Por eso hoy observamos con mayor claridad una unidad política incluso más grande que la continental, cuyo advenimiento hemos llamado la metamorfosis mundial. De hecho, esta es precisamente la razón que animó a Bolívar; en la misma circular que invita a una asamblea supranacional detalla que “el movimiento del mundo lo acelera todo, pudiendo también acelerarlo en nuestro daño”. Como en ese entonces, conviene no descuidarse por el (inter)nacionalismo, que es un orden inferior ahora dominado por EE.UU. como demuestra su bruta política exterior, sea un abrupto corte de ayuda humanitaria o una abusiva política arancelaria. Y contrario al discurso de los BRICS, balancear esta dependencia con órdenes “revisionistas” supuestamente alternativos solo parece parcelar la fragmentación impuesta a nuestra región. Hemos insistido en señalar la Alianza para la Seguridad secretariada por el BID como un indicio de vía que no hay que desaprovechar. Un Estado continental podría sobrevivir a la metamorfosis, no así los Estados nacionales. Cabe preguntarse si nuestros líderes están al tanto de este asunto.

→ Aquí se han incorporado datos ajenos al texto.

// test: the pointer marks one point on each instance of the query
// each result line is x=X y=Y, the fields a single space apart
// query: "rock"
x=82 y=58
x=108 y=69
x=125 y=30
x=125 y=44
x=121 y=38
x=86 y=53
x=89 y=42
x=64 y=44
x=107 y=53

Para enfrentar este desafío que históricamente ha sometido a nuestra región a un dividir y conquistar de naciones imperiales es necesaria la integración, pero ¿integración de qué? Podemos abordar esta cuestión atendiendo a los nombres de nuestra tierra. La designación lingüística y cultural América Latina es generalizada. Se ha usado de un modo más restringido Hispanoamérica o más amplio Iberoamérica. Son calificativos que reflejan nuestra herencia colonial desde el exterior. Luego aparece el romántico “Abya Yala”, un nombre autóctono para la tierra prehispánica que se traduce como “tierra de plenitud” o “tierra vital”. Claro es que, con todo, no hay nominación que debidamente sintetice nuestra identidad, que no es ni extranjera ni nativa sino mestiza. Así se juega el destino de “nuestra América” (Martí). Es una tarea pendiente, síntoma del sonambulismo en que nos encontramos.

¿Qué se requiere para una integración regional ya tantas veces ensayada? Anotemos que lo dado hasta ahora es una “integración al revés”, según la acertada reflexión de Andrés Oppenheimer. Es decir, inspirada por meras ideas e ideologías. Para enderezar el camino es preciso apoyarse sobre factores objetivos o concretos, como las cualidades orgánicas del crimen o la masificación de la revolución mundial. Esto último divisado por Bolívar ya dos siglos atrás. Para mediar aquellos factores llegamos al límite que apuntamos en todas nuestras notas: no podemos avanzar sin recobrar nuestra sustancia, lo real debajo del simulacro. Aquí la figura del individuo no nos ayuda porque, como las fronteras nacionales, es de papel. Nos referimos más bien al interior de lo que en efecto existe. Siendo común (santo, dicen los cristianos), el espíritu es igualmente único en cada persona (por ende, singular). En cuanto al tema que nos ocupa, felices son las palabras del expresidente colombiano Carlos Lleras Restrepo: “la integración es el camino, la integración es el destino, la integración es el tamaño, la integración es el espíritu.” “Para nosotros”, proclamó Bolívar, “la Patria es América”. (O)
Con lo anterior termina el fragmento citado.